To further characterize the spatial distribution of myeloid cells within the TME, the researchers mapped their single-cell data onto published Visium spatial transcriptomic data2. The authors identified six major TME regional programs, with different myeloid gene programs exhibiting distinct spatial distributions: scavenger immunosuppressive programs were enriched in vascular and hypoxic regions, while complement immunosuppressive programs showed lower hypoxic expression but predominate in inflammatory and vascular regions. Systemic inflammatory programs are primarily localized in hypoxic and inflammatory areas, whereas microglial inflammatory programs concentrate in inflammatory and vascular zones.

To further validate these findings, the authors co-cultured glioma organoids (GBO) with matched peripheral blood mononuclear cells. After 1 week, GBOs exhibited extensive myeloid cell infiltration. Notably, a subset of infiltrated myeloid cells displayed mixed macrophage-like and microglia-like characteristics, whereas non-infiltrated myeloid cells expressed significantly lower levels of microglia-associated genes, including TMEM119 and P2RY12. These results confirmed prior work showing that blood-derived monocytes can adopt microglia-like phenotypes upon entering the TME. This contrasts with monocytes, which exclusively expressed systemic inflammatory programs. These findings further demonstrate myeloid plasticity with their immunomodulatory state strongly influenced by the TME. This adaptation is critical for the immune regulation in tumors.

Next, the authors pinpointed the transcriptional programs involved in the clinical response to immunotherapy. Patients with a higher activity of the scavenger immunosuppressive program exhibited poor response to PD-1 blockade therapy. Consistently, elevated expression of the scavenger immunosuppressive program was significantly correlated with reduced overall survival. The AP-1 signaling pathway proved critical for scavenger immunosuppressive programs and could be selectively suppressed by inhibiting the p300/CBP pathway with the compound GNE-781, while simultaneously augmenting systemic inflammatory responses. This finding highlights a potential approach to reprogramming myeloid cells toward a more immune-activating phenotype, potentially enhancing anti-tumor immunity. Another key finding was that while dexamethasone alleviates brain edema in glioma patients, it also exacerbates durable myeloid-driven immunosuppression. Given the persistence of this effect, the study suggests that corticosteroid use should be approached with caution.

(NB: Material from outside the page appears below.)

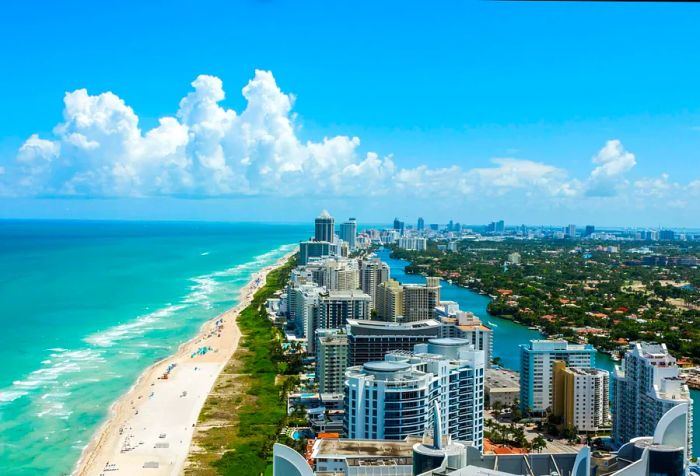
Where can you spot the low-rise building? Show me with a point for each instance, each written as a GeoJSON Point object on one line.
{"type": "Point", "coordinates": [501, 387]}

Although this study provides numerous novel insights into myeloid cells and glioma, certain limitations remain. The analyses presented in this paper are primarily based on intraoperative tumor resections, and longitudinal data on the temporal dynamics of myeloid cell states in the same patient would be desirable5. Future studies could utilize time-series single-cell sequencing or in vivo lineage-tracing models to track the dynamic transformation of myeloid cells during tumor progression. Furthermore, this study primarily relies on organoid models to recapitulate aspects of the glioma microenvironment but does not fully capture the complexity of tumor-immune interactions in vivo. Additionally, while the study found p300/CBP inhibition to be a promising therapeutic strategy, its efficacy remains to be validated in preclinical in vivo models. Future studies should focus on mechanistic evaluation of the impact of myeloid-targeted therapy in animal models and patient cohorts, while exploring potential synergies with existing immunotherapies.

In conclusion, this study highlights the crucial impact of the tumor microenvironment on suppressing anti-tumor properties of glioma-associated myeloid cells. Future therapies will need to focus on biomarker-based patient stratification and myeloid-targeted immunotherapies. Most critically, these therapies can target myeloid cells while in circulation to prepare them for the harsh glioma microenvironment they are about to encounter. By defining four actionable myeloid states, the authors break down the biological complexity of what was formerly known as glioblastoma “multiforme”.